When a student first logs in, they choose the mode that matches their current goal. That choice reorganizes the entire dashboard, surfaces the most relevant sections, hides what doesn't apply, and gives students a clear set of next steps. Students can switch focus modes at any time and graduate to Career Operating Mode once foundational goals are complete.


Research
Before any design work was done, I studied SCLA's member demographics to build realistic user personas and map out what each type of student actually needed from the platform. I created 12 user personas based on SCLA's member data, gave each goals and desired user journeys.

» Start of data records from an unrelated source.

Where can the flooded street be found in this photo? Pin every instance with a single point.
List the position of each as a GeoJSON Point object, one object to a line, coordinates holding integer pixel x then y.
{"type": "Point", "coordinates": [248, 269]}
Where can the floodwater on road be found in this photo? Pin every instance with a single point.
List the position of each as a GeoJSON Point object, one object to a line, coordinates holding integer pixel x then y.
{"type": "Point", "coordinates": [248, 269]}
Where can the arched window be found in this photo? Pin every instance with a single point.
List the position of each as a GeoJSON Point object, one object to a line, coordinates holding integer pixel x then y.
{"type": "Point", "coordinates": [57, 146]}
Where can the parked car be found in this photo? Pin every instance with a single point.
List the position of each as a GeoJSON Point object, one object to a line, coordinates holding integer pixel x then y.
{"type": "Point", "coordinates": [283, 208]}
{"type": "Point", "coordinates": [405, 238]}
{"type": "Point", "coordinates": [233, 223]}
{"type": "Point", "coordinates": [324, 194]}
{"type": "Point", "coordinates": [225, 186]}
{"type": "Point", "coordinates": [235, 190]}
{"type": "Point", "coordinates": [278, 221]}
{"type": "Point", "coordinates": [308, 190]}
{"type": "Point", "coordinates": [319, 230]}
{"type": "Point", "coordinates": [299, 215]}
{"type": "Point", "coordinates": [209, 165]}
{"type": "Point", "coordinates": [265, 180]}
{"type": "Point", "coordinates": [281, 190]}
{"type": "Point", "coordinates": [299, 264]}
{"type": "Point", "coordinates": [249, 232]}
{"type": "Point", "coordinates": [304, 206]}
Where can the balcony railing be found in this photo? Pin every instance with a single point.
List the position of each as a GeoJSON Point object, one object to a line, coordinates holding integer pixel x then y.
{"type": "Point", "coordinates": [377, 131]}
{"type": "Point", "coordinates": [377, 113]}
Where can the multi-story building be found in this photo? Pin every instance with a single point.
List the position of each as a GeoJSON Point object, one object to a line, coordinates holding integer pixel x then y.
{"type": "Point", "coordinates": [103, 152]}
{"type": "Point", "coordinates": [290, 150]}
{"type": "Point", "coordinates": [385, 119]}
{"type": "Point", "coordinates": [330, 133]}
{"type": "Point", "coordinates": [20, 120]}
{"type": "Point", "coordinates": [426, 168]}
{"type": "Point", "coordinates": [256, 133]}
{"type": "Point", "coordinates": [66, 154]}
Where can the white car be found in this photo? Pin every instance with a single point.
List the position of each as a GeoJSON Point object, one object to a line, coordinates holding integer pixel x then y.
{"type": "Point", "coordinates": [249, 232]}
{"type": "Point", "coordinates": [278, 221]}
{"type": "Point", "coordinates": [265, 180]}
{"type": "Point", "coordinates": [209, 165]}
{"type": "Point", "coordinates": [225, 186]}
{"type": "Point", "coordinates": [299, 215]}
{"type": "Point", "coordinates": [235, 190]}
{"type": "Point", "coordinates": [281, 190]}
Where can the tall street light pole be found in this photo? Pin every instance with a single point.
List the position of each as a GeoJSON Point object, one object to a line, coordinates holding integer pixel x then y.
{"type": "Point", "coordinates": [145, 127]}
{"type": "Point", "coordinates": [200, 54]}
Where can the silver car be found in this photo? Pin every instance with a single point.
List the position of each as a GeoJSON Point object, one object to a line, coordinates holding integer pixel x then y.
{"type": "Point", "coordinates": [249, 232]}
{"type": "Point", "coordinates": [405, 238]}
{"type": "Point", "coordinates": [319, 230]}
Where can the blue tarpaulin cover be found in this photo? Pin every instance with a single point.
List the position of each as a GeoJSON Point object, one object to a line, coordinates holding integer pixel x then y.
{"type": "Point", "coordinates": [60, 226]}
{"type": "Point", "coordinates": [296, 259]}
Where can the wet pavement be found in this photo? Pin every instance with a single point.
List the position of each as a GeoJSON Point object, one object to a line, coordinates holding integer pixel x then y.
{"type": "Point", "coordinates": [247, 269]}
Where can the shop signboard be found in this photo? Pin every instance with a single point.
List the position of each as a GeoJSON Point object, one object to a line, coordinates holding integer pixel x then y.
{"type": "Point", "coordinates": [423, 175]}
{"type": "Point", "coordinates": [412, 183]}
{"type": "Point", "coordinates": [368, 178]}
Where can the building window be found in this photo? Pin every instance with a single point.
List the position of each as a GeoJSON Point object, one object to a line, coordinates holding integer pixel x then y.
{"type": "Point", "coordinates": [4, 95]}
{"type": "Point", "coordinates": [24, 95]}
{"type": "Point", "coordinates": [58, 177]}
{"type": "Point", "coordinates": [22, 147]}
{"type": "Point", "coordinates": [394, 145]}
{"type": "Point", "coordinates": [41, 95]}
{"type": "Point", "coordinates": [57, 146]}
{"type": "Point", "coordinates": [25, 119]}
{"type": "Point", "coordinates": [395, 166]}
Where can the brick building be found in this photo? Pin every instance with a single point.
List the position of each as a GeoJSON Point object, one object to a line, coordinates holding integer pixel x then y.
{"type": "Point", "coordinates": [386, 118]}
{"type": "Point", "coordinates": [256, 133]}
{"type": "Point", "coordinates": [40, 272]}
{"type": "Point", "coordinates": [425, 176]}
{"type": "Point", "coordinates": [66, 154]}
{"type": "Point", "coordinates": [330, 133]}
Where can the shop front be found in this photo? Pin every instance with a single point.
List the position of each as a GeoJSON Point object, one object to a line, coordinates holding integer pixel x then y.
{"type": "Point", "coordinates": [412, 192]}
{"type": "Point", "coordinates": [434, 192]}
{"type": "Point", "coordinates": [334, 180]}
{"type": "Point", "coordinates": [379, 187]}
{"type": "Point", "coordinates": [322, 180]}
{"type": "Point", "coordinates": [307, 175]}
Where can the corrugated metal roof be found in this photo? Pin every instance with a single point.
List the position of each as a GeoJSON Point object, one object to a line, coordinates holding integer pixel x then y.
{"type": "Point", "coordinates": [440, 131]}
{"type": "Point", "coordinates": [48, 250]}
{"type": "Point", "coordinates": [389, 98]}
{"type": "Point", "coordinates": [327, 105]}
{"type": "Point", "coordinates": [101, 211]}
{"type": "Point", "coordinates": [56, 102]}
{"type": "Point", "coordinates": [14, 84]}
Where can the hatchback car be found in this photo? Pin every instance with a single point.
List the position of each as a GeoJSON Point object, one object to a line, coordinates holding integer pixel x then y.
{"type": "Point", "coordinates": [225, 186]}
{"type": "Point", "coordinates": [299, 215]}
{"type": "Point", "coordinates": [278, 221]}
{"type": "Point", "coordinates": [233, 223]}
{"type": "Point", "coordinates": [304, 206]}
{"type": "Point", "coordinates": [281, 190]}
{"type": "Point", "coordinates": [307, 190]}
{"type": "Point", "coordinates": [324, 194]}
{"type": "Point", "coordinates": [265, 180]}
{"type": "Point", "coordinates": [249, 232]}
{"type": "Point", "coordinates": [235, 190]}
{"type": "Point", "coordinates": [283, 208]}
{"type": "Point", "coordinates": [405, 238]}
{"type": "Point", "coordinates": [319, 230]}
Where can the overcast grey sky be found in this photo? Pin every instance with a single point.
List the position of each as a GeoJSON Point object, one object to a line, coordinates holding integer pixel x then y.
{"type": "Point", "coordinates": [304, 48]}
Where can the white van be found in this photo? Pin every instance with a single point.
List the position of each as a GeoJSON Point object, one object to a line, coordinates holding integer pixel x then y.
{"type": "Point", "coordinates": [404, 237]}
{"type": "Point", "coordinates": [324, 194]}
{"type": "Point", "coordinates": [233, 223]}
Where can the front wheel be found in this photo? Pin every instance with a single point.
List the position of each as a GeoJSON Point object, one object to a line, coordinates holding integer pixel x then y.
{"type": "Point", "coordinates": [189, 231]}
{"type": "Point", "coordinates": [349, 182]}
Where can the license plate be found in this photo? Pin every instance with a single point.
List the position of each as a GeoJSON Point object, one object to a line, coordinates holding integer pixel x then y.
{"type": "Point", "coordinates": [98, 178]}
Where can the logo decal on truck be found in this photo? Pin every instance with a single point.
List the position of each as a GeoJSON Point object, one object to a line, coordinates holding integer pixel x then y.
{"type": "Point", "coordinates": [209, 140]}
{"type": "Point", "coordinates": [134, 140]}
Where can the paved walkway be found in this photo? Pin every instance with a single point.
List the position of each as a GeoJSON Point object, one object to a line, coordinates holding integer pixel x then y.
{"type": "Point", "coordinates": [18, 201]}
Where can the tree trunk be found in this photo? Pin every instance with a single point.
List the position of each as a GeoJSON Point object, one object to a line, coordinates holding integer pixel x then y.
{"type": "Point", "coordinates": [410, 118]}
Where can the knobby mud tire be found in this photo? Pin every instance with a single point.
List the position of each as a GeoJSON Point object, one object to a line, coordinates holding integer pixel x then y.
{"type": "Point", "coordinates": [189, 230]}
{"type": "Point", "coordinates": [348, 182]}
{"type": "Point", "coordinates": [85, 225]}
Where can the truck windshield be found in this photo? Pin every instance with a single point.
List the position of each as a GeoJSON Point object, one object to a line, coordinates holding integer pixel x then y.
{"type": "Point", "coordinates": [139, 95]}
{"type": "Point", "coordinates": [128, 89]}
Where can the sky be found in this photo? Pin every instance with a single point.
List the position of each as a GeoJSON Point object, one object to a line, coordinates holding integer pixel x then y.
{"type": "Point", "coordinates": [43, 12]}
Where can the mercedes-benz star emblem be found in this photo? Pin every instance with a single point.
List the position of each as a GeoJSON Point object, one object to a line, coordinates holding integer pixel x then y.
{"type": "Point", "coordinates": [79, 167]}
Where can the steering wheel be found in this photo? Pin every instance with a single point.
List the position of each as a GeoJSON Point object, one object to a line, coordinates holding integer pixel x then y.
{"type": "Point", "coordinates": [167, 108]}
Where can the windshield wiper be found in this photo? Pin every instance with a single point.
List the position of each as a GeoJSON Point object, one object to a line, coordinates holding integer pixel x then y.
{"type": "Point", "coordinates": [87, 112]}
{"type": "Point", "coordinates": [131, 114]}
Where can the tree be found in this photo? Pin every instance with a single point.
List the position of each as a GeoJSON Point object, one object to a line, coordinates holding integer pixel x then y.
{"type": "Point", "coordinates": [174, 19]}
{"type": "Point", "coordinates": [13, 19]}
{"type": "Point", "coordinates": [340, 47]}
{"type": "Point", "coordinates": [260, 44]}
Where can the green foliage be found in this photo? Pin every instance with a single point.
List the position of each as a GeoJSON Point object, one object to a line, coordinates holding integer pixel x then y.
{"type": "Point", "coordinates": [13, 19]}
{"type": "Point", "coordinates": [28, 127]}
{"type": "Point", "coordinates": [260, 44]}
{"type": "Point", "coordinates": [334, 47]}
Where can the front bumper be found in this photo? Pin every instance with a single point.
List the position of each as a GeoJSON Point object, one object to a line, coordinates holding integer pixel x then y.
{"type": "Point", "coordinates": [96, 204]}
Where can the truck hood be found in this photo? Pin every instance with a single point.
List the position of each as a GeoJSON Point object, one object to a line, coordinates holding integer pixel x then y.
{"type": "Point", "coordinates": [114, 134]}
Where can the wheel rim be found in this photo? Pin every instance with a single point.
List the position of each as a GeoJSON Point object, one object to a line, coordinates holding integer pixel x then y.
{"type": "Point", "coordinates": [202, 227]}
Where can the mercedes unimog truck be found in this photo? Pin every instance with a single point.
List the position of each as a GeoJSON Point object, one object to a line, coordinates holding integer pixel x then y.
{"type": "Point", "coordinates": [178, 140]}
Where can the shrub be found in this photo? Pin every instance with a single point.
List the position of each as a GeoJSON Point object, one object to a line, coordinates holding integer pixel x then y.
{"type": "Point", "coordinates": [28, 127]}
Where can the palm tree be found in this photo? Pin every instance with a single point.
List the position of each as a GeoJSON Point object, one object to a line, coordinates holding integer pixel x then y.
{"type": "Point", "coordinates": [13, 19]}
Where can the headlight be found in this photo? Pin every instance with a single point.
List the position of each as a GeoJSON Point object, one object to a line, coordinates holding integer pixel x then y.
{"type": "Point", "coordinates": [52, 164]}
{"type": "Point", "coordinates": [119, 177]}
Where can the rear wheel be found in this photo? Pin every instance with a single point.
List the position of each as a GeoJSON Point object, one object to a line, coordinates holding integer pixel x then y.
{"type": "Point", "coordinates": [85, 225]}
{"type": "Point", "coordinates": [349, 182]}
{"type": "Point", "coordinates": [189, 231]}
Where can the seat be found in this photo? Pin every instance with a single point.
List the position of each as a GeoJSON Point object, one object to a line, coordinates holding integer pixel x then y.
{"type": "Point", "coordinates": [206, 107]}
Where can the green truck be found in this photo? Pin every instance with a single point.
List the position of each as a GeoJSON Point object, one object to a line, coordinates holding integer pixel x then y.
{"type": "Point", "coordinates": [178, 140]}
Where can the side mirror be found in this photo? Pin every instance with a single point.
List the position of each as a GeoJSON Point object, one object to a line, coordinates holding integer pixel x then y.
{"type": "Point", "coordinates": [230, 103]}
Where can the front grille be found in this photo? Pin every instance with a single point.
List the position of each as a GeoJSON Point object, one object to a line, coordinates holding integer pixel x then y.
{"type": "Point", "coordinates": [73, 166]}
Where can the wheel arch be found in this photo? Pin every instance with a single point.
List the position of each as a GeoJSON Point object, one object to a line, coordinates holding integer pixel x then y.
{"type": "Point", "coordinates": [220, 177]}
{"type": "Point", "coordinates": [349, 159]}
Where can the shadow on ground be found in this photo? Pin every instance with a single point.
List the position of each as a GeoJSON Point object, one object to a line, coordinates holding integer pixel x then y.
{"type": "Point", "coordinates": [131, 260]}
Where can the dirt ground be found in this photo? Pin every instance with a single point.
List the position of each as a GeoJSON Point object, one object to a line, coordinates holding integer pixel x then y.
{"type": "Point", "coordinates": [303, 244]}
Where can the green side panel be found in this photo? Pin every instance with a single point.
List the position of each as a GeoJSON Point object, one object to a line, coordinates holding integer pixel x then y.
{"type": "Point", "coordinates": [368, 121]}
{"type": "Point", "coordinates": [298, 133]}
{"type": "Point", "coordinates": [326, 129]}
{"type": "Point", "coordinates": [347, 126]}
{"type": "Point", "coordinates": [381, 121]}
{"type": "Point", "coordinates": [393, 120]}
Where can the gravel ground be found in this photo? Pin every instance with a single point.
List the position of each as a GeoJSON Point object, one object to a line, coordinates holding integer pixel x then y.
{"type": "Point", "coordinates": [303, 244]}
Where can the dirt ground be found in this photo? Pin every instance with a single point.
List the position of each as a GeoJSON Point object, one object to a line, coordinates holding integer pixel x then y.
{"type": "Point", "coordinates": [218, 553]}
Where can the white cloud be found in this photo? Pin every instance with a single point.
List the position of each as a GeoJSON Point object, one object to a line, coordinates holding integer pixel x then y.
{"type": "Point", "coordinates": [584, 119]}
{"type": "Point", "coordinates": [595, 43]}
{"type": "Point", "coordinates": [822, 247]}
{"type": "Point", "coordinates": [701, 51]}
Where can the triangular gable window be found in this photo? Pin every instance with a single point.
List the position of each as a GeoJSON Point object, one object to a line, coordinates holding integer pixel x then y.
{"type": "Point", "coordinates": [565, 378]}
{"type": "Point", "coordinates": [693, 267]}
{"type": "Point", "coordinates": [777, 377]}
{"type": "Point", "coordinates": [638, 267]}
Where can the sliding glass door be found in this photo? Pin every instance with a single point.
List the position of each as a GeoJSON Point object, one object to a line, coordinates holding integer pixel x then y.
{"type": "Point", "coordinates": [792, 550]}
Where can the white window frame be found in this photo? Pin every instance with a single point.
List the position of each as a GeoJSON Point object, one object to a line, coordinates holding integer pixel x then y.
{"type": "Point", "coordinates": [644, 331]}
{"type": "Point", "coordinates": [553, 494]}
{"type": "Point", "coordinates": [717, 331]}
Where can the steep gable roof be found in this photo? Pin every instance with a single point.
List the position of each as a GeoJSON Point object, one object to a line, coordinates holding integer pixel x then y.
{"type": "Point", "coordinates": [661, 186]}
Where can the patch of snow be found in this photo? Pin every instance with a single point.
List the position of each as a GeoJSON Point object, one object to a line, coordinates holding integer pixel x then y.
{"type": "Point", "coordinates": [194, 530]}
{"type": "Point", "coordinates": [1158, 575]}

These journeys revealed that a single static dashboard couldn't effectively serve all 12 user goals, and different member populations needed different leads into the platform.
Ayana
Ayana is a fourth-year Psychology student at the University of Georgia who knows she wants to give back to her community and enter the social work field upon graduation. She's using SCLA strategically for job connections, certifications, and mentorship, and wants tools that help her execute fast.
Kevin
Kevin is a freshman at UCLA who chose Computer Science because it seemed like a smart major, but he's genuinely unsure whether it's right for him. He joined SCLA because it looks good on a resume, but has no idea how to actually use it. He needs direction before he can set goals.
Beth
Beth is a 42-year old nontraditional student in her second-year at Beaufort County Community College in North Carolina. She enrolled in community college to study human resources and office administration after working as a paraprofessional for 15 years in a nearby school. She wants her involvement in SCLA to help bridge the skills gap between her previous work as a paraprofessional and her new work in human resources. From the dashboard she needs concrete skill-building, application support, and actionable steps.
Dashboards

Each focus mode in the Society for Collegiate Leadership and Achievement (SCLA) platform reorganizes the dashboard to surface what matters most for that student's goal, changing which sections appear, what actions are prioritized, and what content is recommended. Modes include Setup & Onboarding (for students like Kevin who need to explore first), Skills & Experience, Job-Ready, Connect & Network, and Rewards & Recognition. Once a student completes their foundational focus modes, they unlock Career Operating Mode which is a sustained, signal-driven dashboard for ongoing career management.




Focus Mode

The Society for Collegiate Leadership and Achievement (SCLA) platform's Focus Mode tab provides a deeper, task-driven view within a student's chosen mode. Rather than showing the full dashboard, it presents a structured workflow including a timeline, current sharpening area, active tasks, optional learning, and relevant events. This gives students a clear action path without the noise of sections that aren't relevant to their current goal.
Platform
Beyond the dashboard, the SCLA platform includes a Member Profile, Digital Portfolio, and an Explore page. Each is designed to feel like an extension of the personalized system.
The Profile aggregates a student's credentials, career map, active programs, and connections in one place.

The Digital Portfolio lets students publish real project work alongside verified skills.

The Explore Page organizes opportunities by goal, so students can act without backtracking through menus.